The project in this website represent a wide cross-section of uses for origami paper including a few traditional projects, as well as several customary everyday, useful objects. These projects are suitable uses for the generally available types of origami paper, and the types of papers you can make yourself. Many arts and crafts stores, including some large chain stores, stock many types of origami paper. The internet also provides you sourcing for decorative and handmade papers, craft including origami paper arts the same, the other product and items used for these projects are not hard to find. One of the best working with origami paper is that it has been done for centuries; by the way the item is usually low-tech, readily available, or easily made. For the future, these types of products were made with hand, without artificial materials and methods.
As with any folk art, the vision you impart to the products of your hands is the mark you leave to the product quality. Out of respect for the origami, and the future of papercraft that created your great work, please take some time to read through this entire section to thoroughly understand the project. Be sure to measure and cut accurately, and practice whatever skill is required using costless paper until you have a sufficient grasp of the task to use
The crane is the most recognized origami model around the world. If any person knows only one model, it usually makes a crane, and so the Japanese origami crane now represents the totality of origami. More recently, it has become a powerful international symbol of peace and love.

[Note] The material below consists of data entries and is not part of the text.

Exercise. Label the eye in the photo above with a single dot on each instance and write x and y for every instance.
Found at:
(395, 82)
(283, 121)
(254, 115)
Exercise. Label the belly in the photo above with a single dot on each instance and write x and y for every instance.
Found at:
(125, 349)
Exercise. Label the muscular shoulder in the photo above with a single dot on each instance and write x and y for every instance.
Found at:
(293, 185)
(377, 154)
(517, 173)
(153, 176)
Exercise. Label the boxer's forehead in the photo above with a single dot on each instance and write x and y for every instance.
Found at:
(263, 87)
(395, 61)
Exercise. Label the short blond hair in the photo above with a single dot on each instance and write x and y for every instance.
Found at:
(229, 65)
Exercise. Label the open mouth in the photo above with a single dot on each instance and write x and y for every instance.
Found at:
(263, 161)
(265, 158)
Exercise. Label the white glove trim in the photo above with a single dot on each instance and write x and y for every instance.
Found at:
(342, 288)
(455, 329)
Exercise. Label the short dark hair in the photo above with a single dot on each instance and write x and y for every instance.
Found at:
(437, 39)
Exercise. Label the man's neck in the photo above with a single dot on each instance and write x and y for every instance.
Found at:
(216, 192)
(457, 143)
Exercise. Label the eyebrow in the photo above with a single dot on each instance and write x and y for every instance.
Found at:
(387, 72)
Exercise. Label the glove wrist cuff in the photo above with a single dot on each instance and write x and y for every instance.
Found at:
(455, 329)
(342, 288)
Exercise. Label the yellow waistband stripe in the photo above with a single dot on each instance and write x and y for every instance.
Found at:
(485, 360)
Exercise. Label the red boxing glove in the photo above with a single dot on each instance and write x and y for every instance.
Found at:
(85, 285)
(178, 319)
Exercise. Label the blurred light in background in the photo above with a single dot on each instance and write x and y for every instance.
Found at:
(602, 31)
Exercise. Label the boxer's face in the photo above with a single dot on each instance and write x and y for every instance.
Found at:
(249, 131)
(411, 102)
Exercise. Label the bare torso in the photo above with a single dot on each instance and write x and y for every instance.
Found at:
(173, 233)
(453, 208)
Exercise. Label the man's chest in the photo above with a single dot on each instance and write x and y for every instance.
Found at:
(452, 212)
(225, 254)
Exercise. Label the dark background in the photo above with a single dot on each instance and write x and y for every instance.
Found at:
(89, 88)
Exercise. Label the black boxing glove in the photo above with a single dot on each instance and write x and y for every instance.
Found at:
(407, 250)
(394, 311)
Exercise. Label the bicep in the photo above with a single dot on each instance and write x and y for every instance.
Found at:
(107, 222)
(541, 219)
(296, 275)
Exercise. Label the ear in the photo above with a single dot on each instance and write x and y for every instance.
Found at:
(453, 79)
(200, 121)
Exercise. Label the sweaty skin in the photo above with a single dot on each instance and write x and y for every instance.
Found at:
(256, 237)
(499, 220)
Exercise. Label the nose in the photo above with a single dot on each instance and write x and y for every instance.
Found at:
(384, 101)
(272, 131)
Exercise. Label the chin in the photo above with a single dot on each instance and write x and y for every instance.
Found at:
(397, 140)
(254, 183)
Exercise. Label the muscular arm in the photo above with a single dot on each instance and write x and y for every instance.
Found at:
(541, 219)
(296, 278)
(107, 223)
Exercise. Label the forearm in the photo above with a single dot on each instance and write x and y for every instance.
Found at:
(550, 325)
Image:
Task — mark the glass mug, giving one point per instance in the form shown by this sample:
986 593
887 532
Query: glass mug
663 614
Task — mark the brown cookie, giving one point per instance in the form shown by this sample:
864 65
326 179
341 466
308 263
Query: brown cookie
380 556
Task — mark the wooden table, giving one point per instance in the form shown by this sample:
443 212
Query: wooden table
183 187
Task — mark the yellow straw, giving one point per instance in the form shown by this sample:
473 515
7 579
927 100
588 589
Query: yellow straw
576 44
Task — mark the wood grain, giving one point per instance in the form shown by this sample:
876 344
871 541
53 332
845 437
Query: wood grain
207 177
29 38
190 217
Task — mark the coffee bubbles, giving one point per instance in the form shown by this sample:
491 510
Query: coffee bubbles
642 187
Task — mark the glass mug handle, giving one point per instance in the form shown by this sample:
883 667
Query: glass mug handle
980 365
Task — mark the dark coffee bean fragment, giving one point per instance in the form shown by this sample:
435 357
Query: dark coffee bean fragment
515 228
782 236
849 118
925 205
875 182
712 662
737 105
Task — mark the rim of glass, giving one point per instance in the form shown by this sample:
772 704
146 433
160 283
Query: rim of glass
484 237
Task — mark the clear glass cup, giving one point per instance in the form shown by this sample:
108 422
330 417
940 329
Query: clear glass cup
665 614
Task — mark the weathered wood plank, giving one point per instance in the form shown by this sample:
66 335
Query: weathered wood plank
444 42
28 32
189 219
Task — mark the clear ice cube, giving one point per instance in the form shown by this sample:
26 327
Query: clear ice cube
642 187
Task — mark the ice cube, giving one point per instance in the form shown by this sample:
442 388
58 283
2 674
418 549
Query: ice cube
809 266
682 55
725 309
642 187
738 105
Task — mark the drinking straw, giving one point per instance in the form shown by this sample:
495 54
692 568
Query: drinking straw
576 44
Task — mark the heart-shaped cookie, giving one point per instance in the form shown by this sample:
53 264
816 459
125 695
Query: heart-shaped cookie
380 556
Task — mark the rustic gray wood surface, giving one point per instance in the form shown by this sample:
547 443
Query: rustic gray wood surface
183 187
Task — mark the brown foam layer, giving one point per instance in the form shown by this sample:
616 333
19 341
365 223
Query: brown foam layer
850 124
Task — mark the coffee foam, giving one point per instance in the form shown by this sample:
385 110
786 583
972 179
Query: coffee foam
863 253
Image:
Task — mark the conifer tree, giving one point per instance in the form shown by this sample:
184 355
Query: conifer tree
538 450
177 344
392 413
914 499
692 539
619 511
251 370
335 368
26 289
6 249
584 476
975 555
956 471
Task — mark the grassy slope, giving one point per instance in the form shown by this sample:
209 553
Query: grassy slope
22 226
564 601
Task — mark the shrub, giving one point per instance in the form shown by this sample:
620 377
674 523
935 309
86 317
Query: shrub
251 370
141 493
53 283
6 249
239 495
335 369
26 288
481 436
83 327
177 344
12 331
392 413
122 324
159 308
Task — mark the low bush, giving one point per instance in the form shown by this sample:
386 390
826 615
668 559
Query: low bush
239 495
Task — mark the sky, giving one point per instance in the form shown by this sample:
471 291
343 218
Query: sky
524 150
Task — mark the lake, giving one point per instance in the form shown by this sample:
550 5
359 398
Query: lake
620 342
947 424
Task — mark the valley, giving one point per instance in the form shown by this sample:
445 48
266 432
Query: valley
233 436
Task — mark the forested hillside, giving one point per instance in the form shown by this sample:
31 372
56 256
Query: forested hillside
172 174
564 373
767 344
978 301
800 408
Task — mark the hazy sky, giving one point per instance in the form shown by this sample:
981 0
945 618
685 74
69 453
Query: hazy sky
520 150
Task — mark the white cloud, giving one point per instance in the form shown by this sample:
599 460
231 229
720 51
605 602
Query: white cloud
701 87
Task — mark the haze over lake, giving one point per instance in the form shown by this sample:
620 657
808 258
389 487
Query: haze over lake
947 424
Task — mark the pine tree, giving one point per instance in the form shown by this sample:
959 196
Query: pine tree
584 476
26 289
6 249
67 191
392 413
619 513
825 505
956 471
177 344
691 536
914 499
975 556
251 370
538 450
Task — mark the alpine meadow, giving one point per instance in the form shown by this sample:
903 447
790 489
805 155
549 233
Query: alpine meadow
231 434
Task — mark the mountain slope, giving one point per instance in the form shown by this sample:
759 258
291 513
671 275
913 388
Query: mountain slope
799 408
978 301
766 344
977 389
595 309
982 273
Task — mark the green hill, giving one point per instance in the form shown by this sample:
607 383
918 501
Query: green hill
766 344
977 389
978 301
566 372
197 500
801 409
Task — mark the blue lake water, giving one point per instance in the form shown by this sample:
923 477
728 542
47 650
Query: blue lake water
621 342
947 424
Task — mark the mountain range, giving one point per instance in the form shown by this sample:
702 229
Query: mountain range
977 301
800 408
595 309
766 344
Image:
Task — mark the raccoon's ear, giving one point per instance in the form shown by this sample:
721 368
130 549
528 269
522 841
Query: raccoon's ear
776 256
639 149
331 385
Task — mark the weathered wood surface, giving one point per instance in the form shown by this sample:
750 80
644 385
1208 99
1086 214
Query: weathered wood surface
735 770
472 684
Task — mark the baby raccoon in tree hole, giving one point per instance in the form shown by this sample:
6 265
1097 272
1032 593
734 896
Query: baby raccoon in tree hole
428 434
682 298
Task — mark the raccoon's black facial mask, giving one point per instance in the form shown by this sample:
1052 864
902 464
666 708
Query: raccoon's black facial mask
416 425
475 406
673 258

Below are the origami folding instructions
- Fold in half four times as shown, creating mountain and valley folds as indicated: Begin with the square on the table with the color side up, fold diagonally to make a white triangle. Unfold, turn 90 degrees, repeat. Place the colored side down, and then fold the opposite sides of the square together. This is called a “book-fold.” Open, rotate, and repeat to book-fold in the other direction, resulting in alternating mountains and valleys radiating from the center point. The white side of the paper in the photo shows this pre-crease pattern used to create what is often called the Preliminary Form.
- Collapse the form into a square, or diamond shape, using the existing creases. (In Diagram 2, Corners A, C, and D are collapsed to meet B.) Notice the arrangement of the layers.
- Pairs of cut edges are brought to the centerline of the diamond to form pre-creased for the upcoming “petal-fold,” also called a “wing-fold.” Repeat this on the backside, and then unfold.
- Push the indicated corners inward to “inside-reverse” both of the side corners on the diamond, tucking them beneath the upper layer of paper. Turn the model over and repeat.
- Your paper should look like this. Fold the top layer by lifting the free corner up to form an elongated rhombus, or diamond shape. Repeat on the other side. Look ahead at step 6 for the result.
- Your paper will look like this. Notice the split in the lower half of the diamond.
- Fold in the lower edge pairs of the elongated diamond to the split. This will “skinny” the neck and tail. It is best to not allow these edges to touch. A hairline space will make the next step easier. Repeat on the other side.
- All four edges have been folded to the split, two on the front and two on the back. Inside-reverse fold the skinny corners upward. Look ahead at step 9 for the shape.
- This photo (left) shows the inside-reverse fold in action: Pull the bottom point up, closing it between the two wings, as you set the desired angle. Both points have been inside-reverse folded. Notice their symmetry, right.
- Inside-reverse fold the beak: Push the top point downward and inward, closing it between the two halves of the neck, as you set the desired angle of the beak. Fold the wings down.
- Notice that the wing has been folded down as far as possible. Repeat with the other wing.